The Forgotten Fourth SQL Server Recovery Model

SQL Server recovery models define when database transactions are written to the transaction log.   Understanding these models is critical for backup and recovery purposes as well as for how their behaviors impact the performance of queries.

Today we’ll examine the differences between SQL Server’s three official recovery models as well as an unofficial “fourth” recovery model that won’t help in backup/recovery, but will help in performance of certain processes.

Full Recovery

The only recovery model that can potentially save all of your data when something bad happens (NOTE: “potentially” because if you aren’t taking enough and/or testing your backups, you might experience data loss).

Under the full recovery model, every transaction is written to the transaction log first, and then persisted to the actual database.  This means if something disastrous happens to your server, as long as the change made its way into the transaction log AND your transaction log is readable AND your previous full/differential/log backups can be restored, you shouldn’t experience any data loss (there are a lot of assumptions made with that statement though, so don’t use this post as your only data loss prevention guide)
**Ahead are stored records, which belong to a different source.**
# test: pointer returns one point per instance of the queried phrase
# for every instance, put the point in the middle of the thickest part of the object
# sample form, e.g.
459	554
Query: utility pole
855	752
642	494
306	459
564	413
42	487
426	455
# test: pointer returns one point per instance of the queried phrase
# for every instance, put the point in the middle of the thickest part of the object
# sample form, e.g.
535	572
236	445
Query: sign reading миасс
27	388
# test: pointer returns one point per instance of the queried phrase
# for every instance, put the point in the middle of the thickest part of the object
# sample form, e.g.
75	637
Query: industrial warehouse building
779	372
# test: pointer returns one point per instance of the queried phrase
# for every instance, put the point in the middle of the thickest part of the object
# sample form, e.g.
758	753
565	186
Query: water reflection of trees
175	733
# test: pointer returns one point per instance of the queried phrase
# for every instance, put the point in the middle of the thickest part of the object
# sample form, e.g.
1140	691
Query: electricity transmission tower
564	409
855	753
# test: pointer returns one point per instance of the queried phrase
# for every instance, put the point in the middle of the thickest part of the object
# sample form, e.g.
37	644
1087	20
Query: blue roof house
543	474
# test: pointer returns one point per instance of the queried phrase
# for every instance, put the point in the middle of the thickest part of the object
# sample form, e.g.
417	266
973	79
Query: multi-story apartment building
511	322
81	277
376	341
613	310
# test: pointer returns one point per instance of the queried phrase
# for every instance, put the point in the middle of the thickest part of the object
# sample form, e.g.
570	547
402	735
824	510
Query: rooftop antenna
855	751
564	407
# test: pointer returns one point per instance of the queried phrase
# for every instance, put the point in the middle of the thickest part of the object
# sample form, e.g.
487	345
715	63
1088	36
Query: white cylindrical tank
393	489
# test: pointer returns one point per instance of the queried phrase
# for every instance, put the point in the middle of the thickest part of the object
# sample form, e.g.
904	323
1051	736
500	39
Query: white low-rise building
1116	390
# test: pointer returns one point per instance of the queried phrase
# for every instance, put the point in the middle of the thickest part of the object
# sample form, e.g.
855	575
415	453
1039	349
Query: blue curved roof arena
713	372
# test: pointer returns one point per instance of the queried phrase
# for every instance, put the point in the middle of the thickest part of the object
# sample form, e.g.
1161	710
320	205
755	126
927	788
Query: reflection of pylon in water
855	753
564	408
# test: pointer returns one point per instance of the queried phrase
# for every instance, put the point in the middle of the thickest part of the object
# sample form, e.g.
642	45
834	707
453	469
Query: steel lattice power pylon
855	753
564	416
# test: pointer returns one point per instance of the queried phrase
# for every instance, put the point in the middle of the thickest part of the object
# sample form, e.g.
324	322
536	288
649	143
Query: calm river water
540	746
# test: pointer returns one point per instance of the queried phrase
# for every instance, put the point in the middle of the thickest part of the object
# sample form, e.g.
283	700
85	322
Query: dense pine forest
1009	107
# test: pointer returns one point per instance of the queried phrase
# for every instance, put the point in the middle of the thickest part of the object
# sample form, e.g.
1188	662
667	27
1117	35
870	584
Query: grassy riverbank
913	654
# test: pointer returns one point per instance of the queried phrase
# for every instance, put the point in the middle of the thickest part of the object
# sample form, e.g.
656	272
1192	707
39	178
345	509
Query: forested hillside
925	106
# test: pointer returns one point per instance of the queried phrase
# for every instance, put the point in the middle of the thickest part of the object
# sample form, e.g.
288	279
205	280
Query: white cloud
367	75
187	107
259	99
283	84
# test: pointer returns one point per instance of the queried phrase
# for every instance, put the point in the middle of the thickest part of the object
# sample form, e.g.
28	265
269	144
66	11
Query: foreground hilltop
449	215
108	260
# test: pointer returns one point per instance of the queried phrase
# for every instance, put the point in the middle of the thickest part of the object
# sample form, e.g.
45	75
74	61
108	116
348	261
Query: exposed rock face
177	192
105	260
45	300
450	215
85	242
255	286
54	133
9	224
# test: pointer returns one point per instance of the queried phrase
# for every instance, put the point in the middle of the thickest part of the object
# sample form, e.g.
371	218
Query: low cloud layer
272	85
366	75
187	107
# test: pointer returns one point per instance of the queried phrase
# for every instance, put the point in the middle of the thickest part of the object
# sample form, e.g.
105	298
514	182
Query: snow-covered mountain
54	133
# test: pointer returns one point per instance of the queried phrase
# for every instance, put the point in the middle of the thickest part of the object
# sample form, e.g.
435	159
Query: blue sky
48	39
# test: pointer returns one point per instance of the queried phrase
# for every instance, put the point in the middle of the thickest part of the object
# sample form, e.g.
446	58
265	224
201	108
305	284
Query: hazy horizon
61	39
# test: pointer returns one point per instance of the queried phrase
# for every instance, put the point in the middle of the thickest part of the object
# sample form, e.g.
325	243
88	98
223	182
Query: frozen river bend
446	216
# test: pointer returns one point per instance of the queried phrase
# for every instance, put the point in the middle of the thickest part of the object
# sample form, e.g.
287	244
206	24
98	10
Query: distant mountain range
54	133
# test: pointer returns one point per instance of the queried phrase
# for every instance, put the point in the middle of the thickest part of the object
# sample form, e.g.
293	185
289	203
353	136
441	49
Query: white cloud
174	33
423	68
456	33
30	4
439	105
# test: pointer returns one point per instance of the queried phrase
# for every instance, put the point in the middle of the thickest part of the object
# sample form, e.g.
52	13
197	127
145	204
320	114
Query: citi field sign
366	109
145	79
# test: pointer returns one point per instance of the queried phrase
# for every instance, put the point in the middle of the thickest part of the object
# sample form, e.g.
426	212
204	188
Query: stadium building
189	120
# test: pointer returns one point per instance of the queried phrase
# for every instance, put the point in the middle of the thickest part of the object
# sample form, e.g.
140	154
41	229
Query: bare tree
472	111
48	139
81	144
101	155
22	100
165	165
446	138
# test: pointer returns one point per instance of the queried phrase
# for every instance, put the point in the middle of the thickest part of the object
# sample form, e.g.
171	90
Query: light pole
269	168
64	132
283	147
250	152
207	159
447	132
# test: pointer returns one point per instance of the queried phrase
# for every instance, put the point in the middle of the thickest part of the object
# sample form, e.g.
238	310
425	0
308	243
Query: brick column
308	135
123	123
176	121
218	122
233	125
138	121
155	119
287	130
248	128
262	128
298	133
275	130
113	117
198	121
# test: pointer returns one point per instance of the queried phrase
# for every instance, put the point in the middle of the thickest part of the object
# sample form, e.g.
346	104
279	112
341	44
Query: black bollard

From a performance standpoint, full recovery is the slowest of the bunch because every transaction needs to be logged, and that creates some overhead.   Might be good for your OLTP databases, maybe not so much for your analytical staging databases (assuming you can recreate that data).

Simple Recovery

While some people incorrectly believe that simple recovery means no writing to the transaction log  (need proof that a database in simple recovery still writes to the trans log?  Try running ROLLBACK TRANSACTION after a huge delete) it actually means that the transaction log is cleared as soon as SQL Server is done using it and data has made its way to disk.

Since the transaction log is cleared regularly, your overall log size can be smaller since space is regularly reused.  Additionally, since that space is cleared you don’t have to worry about backing it up.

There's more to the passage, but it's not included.